Journal: Animals : an open access journal from MDPI

Summary

# Editorial Summary Whilst horses have lived alongside humans for over five millennia, scientific evidence suggests we fundamentally misunderstand their welfare needs—a paradox that Hausberger and colleagues attribute not to lack of knowledge, but to cognitive and cultural blind spots in how we interpret equine behaviour. Since horses cannot articulate their experience verbally, management decisions are filtered through subjective human interpretation, cultural tradition, and personal belief rather than objective assessment of the animal's actual state, creating a framework ripe for welfare problems to go unrecognised or be actively misinterpreted.
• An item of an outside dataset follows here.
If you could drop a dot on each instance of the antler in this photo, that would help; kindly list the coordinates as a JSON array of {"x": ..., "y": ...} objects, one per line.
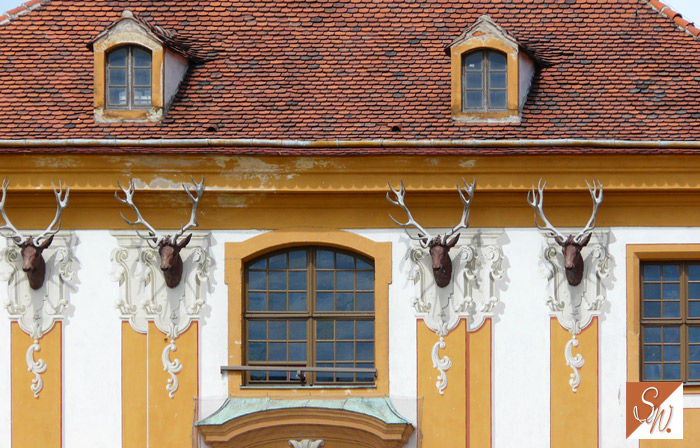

The authors identify three critical barriers to effective welfare assessment: the widespread failure to recognise or correctly interpret equine stress and pain signals; subjective projections of what humans assume horses need; and desensitisation among owners and professionals who become habituated to seeing compromised welfare as normal through repeated exposure. Rather than continuing to prescribe management practices based on "what we think is good," the review emphasises that equine professionals need validated, objective, visible welfare indicators—measurable behavioural and physiological markers—that minimise personal interpretation and can serve as a common language across the sector. This shift toward standardised, science-backed indicators is essential for moving beyond cultural assumptions and ensuring that management decisions consistently reflect horses' actual biological and psychological needs rather than our projections onto them.

Read the full abstract on PubMed

Practical Takeaways

  • Move beyond relying on personal beliefs or 'tradition' about what horses need—actively learn and use validated, visible welfare indicators that reduce subjective interpretation.
  • Regularly reassess your sensitivity to welfare indicators; overexposure to chronic problems can blind you to signs of poor welfare that should prompt intervention.
  • Recognize that horses cannot tell you they are uncomfortable—you must develop literacy in reading their behavioral and physical signals to identify early welfare concerns.

Key Findings

  • Horse welfare problems are prevalent in domestic populations despite 5000+ years of human-horse coexistence, suggesting fundamental misunderstandings of horse needs.
  • Non-verbal communication in horses creates reliance on subjective human interpretation influenced by cultural norms, traditions, and beliefs rather than validated indicators.
  • Owners and professionals may develop reduced sensitivity to signs of compromised welfare through overexposure to affected animals, leading to normalization of poor welfare states.
  • Lack of recognition, identification, or misinterpretation of equine behavioral and physical signals contributes significantly to ongoing welfare issues.